Guida al riscaldamento elettrico nel 2026: tipologie, costi reali e confronto con gas e pompa di calore
Il riscaldamento elettrico rappresenta una soluzione sempre più diffusa in Italia, soprattutto nelle abitazioni non allacciate alla rete del gas naturale e in contesti dove la transizione energetica verso fonti rinnovabili è prioritaria. Questa guida analizza le principali tipologie di riscaldamento elettrico disponibili nel 2026, i costi effettivi e il confronto con le alternative tradizionali.
I radiatori elettrici rimangono la soluzione più semplice e economica dal punto di vista dell'installazione. Funzionano mediante resistenze che convertono l'energia elettrica in calore, rilasciato direttamente nell'ambiente.
Le pompe di calore rappresentano la soluzione più efficiente tra gli impianti elettrici, sfruttando l'energia termica presente nell'aria esterna per riscaldare gli ambienti. Nel 2026, beneficiano ancora di incentivi statali e detrazioni fiscali.
Simili ai radiatori, ma dotati di ventilazione che accelera la diffusione del calore. Più efficienti dei radiatori tradizionali dal punto di vista della distribuzione termica.
Soluzione secondaria per riscaldamento localizzato di singoli ambienti, utilizzabili come integratori al sistema principale.
| Tipo Impianto | Consumo Annuo (100 mq) | Costo Energetico 2026 | Investimento Iniziale | Efficienza Energetica |
|---|---|---|---|---|
| Radiatore Elettrico | 8-12 MWh | €3.200-6.600 | €800-2.500 | 95% (elettrico puro) |
| Caldaia Gas Naturale | 12-18 MWh gas | €2.400-3.600* | €3.000-6.000 | 85-92% |
| Pompa di Calore | 6-8 MWh | €2.400-3.520 | €8.000-15.000 | 350-450% |
| Caldaia Condensazione + Valvole Termostatiche | 10-14 MWh gas | €2.000-2.800* | €5.000-8.000 | 90-98% |
*Prezzi gas: stima €0,20-0,30/kWh nel 2026
Secondo il D.Lgs. 102/2014 art. 9, nei condomini con riscaldamento centralizzato è obbligatorio installare valvole termostatiche su tutti i radiatori. Questa misura riduce i consumi del 10-15% e deve essere implementata entro il 31 dicembre 2026 (proroga dell'obbligo originale).
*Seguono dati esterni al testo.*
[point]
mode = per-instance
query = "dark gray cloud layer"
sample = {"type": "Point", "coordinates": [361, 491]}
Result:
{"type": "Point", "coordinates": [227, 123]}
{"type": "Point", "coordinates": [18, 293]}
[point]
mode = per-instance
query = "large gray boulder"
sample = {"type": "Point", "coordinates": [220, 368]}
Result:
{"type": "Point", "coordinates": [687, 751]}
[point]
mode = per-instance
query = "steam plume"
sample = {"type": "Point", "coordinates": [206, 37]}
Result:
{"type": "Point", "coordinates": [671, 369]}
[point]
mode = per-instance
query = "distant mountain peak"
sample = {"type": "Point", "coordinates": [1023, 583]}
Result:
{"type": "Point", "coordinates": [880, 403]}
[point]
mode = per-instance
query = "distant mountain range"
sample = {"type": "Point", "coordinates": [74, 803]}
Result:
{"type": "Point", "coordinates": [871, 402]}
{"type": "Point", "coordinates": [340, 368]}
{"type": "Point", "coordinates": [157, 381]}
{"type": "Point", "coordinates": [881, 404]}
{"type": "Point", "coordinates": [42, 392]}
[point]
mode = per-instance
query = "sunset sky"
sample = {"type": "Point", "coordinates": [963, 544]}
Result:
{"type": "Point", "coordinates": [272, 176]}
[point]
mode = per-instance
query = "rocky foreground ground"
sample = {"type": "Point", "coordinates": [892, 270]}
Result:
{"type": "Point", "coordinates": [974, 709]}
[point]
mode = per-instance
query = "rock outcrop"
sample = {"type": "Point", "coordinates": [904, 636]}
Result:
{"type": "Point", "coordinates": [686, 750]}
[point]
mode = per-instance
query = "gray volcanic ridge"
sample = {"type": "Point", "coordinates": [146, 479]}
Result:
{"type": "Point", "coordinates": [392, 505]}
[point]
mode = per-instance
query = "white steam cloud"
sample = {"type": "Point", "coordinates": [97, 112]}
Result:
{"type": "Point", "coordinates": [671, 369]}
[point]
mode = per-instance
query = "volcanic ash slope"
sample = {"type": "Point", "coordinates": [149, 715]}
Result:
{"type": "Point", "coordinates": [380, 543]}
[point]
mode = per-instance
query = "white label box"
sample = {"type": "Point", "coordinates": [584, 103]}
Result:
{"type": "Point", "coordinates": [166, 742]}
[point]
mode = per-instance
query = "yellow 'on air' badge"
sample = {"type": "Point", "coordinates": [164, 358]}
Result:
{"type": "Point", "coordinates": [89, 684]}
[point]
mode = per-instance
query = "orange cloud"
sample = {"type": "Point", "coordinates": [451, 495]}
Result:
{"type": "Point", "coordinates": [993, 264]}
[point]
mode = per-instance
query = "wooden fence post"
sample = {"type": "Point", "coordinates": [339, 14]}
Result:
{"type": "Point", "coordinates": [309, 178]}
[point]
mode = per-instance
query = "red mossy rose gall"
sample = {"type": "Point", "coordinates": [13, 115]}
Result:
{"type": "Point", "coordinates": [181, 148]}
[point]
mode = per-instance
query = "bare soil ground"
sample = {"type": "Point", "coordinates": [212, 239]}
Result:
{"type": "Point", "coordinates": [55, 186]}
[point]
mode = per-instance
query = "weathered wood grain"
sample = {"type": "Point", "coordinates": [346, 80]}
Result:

Gli impianti di riscaldamento elettrico devono rispettare i requisiti minimi di prestazione energetica secondo il D.Lgs. 192/2005. Per le nuove installazioni è richiesta una relazione tecnica di conformità agli standard europei.
La risposta dipende dalla situazione specifica. Per chi cerca la massima efficienza energetica e ha disponibilità di budget, la pompa di calore è la scelta migliore (ROI in 8-12 anni). Se non si ha accesso al gas naturale e il budget è limitato, radiatori o termoconvettori rimangono pratici ed economici da installare, anche se hanno costi operativi più alti. Per una abitazione di nuova costruzione o in ristrutturazione profonda, combinare pompa di calore + isolamento termico + fotovoltaico è la soluzione più conveniente nel lungo termine.